= Manyika kingdom =

Precolonial state in Southern Africa

The Manyika kingdom was a precolonial state in modern-day Zimbabwe and Mozambique belonging to the Manyika people (a Shona sub-group). The state was headed by a Chikanga (king), and was famous for its gold production, which was exported to Swahili city-states on the east coast.

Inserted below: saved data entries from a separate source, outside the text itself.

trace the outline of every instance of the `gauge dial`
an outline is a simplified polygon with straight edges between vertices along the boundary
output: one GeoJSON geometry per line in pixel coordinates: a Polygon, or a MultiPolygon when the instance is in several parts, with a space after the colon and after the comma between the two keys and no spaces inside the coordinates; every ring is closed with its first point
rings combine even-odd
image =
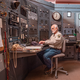
{"type": "Polygon", "coordinates": [[[61,15],[60,15],[60,13],[58,13],[58,12],[54,12],[54,13],[52,14],[52,18],[53,18],[54,20],[60,20],[61,15]]]}

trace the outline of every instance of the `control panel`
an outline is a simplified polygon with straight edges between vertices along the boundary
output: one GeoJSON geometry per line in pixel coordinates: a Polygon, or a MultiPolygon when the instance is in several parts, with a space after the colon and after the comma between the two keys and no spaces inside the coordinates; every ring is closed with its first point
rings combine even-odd
{"type": "Polygon", "coordinates": [[[63,35],[75,33],[74,12],[63,13],[63,35]]]}
{"type": "Polygon", "coordinates": [[[76,13],[76,31],[80,33],[80,12],[76,13]]]}
{"type": "Polygon", "coordinates": [[[10,11],[8,13],[9,15],[9,25],[13,25],[13,26],[19,26],[19,15],[13,11],[10,11]]]}
{"type": "Polygon", "coordinates": [[[39,6],[38,14],[39,40],[47,40],[49,39],[50,11],[44,6],[39,6]]]}
{"type": "Polygon", "coordinates": [[[28,8],[28,26],[29,26],[29,43],[32,41],[39,41],[38,37],[38,10],[37,6],[34,4],[27,2],[28,8]]]}
{"type": "Polygon", "coordinates": [[[6,0],[7,4],[7,38],[8,47],[12,48],[15,43],[20,43],[20,18],[19,1],[6,0]]]}
{"type": "Polygon", "coordinates": [[[9,42],[18,41],[19,39],[19,15],[15,12],[8,12],[8,37],[9,42]]]}
{"type": "Polygon", "coordinates": [[[27,20],[20,18],[21,22],[21,43],[28,43],[28,24],[27,20]]]}

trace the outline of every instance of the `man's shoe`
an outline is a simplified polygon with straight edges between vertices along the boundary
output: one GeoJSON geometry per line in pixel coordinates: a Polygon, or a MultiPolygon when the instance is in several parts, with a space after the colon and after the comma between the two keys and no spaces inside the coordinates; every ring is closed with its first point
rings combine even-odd
{"type": "Polygon", "coordinates": [[[44,71],[45,75],[50,74],[50,73],[51,73],[51,68],[50,69],[48,68],[48,70],[44,71]]]}
{"type": "Polygon", "coordinates": [[[46,67],[46,68],[44,69],[44,71],[47,71],[47,70],[49,70],[49,68],[48,68],[48,67],[46,67]]]}
{"type": "MultiPolygon", "coordinates": [[[[49,68],[45,68],[45,69],[47,69],[47,70],[45,70],[45,74],[50,74],[51,73],[51,68],[49,69],[49,68]]],[[[55,68],[54,67],[52,67],[52,70],[55,70],[55,68]]]]}

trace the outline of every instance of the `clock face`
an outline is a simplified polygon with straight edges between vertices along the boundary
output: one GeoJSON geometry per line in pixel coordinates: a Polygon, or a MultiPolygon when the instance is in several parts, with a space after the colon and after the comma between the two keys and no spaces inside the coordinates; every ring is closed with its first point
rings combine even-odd
{"type": "Polygon", "coordinates": [[[52,14],[52,18],[53,18],[54,20],[59,20],[59,19],[61,18],[61,15],[60,15],[60,13],[58,13],[58,12],[54,12],[54,13],[52,14]]]}

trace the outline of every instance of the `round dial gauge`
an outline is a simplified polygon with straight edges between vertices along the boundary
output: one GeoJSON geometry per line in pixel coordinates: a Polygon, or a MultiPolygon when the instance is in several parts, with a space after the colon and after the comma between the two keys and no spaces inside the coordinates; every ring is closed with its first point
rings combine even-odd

Stan Mudenge wrote that the kingdom was founded as a vassal state of the Mutapa Empire during Mwenemutapa Chikuyo's reign (c. 1500) when the king of Barue (another Mutapa vassal) sent his son to conquer the Manyika highlands. Hoyini Bhila wrote that Manyika tradition indicates that they had their own rulers, though he said that it was likely conquered by Mutapa sometime after 1494. In the late-16th century the Portuguese established a feira (marketplace) in Manyika with Mutapa's approval. Manyika gained its independence in the early-17th century while Mutapa was embroiled in civil war. In the 1690s Manyika was conquered by Changamire Dombo of the nascent Rozvi Empire who appointed his own candidate as the first ruler of Manyika's Mutasa dynasty (Mudenge wrote that this may have been the exiled Mwenemutapa Nyakunembire). Manyika continued under Rozvi suzerainty until the mid-18th century when it again became de facto independent. In the 1830s the region was invaded by Nguni groups who had fled the Mfecane, and during the 1840s and '50s Manyika paid tribute to Soshangane's Gaza Empire. In 1890 Manyika was partitioned between Portugal and the British South Africa Company.